Home monitoring extends from promotion of self-care and home visitations to telemedicine . Self-care is the decision-making process patients use to maintain physiological stability. Self-care includes multiple components, such as adhering to medications, following diet and exercise recommendations, and actively monitoring for congestion. Self-management is therefore a complex process: patients have to recognise a change in themselves (e.g., increasing oedema), evaluate the symptom, decide to take action, implement a treatment strategy (e.g., taking an extra diuretic dose) and evaluate the response to therapy . Self-care and self-management behaviours are ultimately the responsibilities of the patient, even if they are frequently seen in the office or telephoned at home. A multidisciplinary approach to support self-care and self-management in patients with chronic heart failure is important . A randomised control trial described the effects of tailored telemonitoring on heart failure patients’ knowledge, self-care, self-efficacy and adherence . Tailored telemonitoring was found to educate patients with heart failure and to improve their self-care abilities and sense of self-efficacy. . Telemonitoring is an upcoming research topic and a promising tool to support self-management of chronic care. Autonomy and promotion of self-care for the patient and his/her informal caregiver are important in chronic care .
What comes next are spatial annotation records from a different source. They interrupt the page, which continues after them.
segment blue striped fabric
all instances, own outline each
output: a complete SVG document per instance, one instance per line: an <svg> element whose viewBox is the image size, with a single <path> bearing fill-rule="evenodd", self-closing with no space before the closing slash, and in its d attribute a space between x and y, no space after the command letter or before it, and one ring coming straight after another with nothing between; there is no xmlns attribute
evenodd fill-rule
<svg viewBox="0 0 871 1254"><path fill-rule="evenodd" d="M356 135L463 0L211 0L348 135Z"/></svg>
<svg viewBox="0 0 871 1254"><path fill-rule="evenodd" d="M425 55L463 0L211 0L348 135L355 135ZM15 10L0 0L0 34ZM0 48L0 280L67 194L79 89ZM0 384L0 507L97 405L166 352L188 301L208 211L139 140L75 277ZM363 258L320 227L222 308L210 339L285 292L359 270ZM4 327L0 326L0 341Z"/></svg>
Given the concerns about ageing, increasing chronic illness and the shortage in the number of nurses and physicians in various developed countries, alternative ways to establish efficient interactions between patients and caregivers are explored [9, 34, 35]. In Belgium, the Federal Health-care insurance (National Institute for Health and Disability Insurance) called for projects in the program “Prioritise chronic illness”. Funding for projects was provided. Also regional governments supported telemonitoring projects. Furthermore, some projects have been funded by industrial partners.
Quality of life and high-quality care for patients suffering from chronic diseases as heart failure are characterised by productive interactions between caregivers and patients that consistently provide the assessments support for self-management, optimisation of therapy, and follow-up associated with good clinical and patient outcomes . Telemonitoring is seen as a viable new approach to managing chronic illness. However, strategies in deploying new technologies might have some deficiencies. New technology means more than the use of tools [37, 38]. Telemonitoring research projects particularly focus on improved outcomes (hospital (re-)admissions and length of hospital stay) . Attention is required for the capabilities to support patients with chronic illness better. The Chronic Care Model of Wagner describes system changes associated with improvements in chronic illness care [38, 39]. Into a framework, by use of dimensions, quality improvement of chronic care is guided .
The aim of the study was to describe the extramural projects in telemonitoring of chronic heart failure in Belgium (Flanders). We checked if the elements of the Chronic Care Model had been taking into account and how the implementation processes proceeded. This study also discusses the role of the clinical coordination of the projects and takes an in-depth look at the multidisciplinary approach.
We studied the prevalence of telemonitoring in heart failure through the systematic research of available sources (document analysis). First, scientific publications were searched. Second, search engines (Google, Google scholar) and grey literature (presentations from symposia, …) were used to find all telemonitoring projects in Belgium (Flanders). Third, key informants were approached by contacting heart failure clinics and home-care organisations. At last, a snowball method was used to find other key informants.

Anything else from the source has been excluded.